At present, few evidence-based behavioral and clinical treatments are available for individuals with DS. Without appropriate outcome measures, results of clinical trials will be difficult to interpret and null findings could result from poor or insensitive outcome measures rather than the ineffectiveness of the treatment. Further, without a targeted battery of assessments, this population may experience fatigue effects, which could also cloud the study’s results, as has been seen in two recently published clinical trials in this population (Fernandez & Edgin, 2016). With an increasing number of pharmacological targets now derived from basic science, the further validation of outcome measures is a necessary next step for the field of DS (Gardiner, 2015). Although some efforts have been made to evaluate outcome measures appropriate for use in treatment studies and clinical trials in DS (D’Ardhuy et al., 2015; de Sola et al., 2015; Edgin et al., 2010; Lott et al., 2011), yet more evaluations of systematically selected outcome measures are needed in order to maximize the validity of future clinical trials for individuals with DS.
Acknowledgments
We wish to acknowledge the discussion from other participants in the NIH Outcome Measures meeting who were not part of the Cognition or Behavior Working Groups as well as the 2014 NIH Research Plan on Down Syndrome which identified outcome measures as a top priority. We would like to thank the National Down Syndrome Society and LuMind Research Down Syndrome Foundation for their generous contributions to the NIH Outcomes meeting.

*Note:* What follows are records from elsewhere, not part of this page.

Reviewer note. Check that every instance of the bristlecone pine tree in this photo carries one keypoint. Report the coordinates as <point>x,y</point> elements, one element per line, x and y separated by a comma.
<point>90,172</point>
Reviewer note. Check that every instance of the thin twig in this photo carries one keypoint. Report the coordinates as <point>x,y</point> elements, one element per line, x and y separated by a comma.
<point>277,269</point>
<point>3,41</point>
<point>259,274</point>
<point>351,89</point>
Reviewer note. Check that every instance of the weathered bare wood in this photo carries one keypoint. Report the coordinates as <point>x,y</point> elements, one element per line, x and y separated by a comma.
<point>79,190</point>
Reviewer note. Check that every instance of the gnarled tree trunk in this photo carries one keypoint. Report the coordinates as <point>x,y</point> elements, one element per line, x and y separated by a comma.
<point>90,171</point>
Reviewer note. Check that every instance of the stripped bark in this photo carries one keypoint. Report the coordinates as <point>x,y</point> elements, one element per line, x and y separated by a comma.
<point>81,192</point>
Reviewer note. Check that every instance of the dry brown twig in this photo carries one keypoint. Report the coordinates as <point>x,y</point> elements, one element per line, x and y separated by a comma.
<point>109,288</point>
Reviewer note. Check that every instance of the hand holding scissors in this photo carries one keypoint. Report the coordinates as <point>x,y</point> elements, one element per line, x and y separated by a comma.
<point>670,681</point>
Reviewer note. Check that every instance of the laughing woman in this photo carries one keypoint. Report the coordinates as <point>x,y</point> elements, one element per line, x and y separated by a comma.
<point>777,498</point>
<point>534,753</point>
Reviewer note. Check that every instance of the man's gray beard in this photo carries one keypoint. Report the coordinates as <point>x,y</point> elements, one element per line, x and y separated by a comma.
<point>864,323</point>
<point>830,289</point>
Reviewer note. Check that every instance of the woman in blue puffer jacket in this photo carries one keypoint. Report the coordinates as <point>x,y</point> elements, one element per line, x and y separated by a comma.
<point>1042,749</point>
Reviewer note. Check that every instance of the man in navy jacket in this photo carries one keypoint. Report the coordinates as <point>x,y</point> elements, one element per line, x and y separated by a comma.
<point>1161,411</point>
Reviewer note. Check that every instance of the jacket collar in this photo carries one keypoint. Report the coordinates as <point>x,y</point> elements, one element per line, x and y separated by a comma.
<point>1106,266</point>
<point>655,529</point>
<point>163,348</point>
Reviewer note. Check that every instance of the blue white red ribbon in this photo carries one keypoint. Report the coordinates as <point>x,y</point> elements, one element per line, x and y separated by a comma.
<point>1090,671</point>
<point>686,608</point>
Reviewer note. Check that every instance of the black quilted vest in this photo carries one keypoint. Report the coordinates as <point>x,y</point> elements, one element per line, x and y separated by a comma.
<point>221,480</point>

This manuscript was prepared with support from the Eunice Kennedy Shriver National Institute of Child Health and Human Development (U54 HD079125 – Abbeduto; R21 HD082307 – Esbensen; P30 HD03352 – Hartley [PI A. Messing]; P01 HD035897 – Krinsky-McHale [PI W. Silverman]; R37 HD029957 – Mervis), the National Institute of Aging (R01 AG047922 – Rafii), the US Department of Education Institute of Educational Science (R324A110136 – Fidler), the National Institute of Disability Independent Living and Rehabilitation Research (90IF0096-01-01 – Fidler), LuMind (Edgin) and Anna’s Angels Foundation (Hooper). The content is solely the responsibility of the authors and does not necessarily represent the official views of the National Institutes of Health.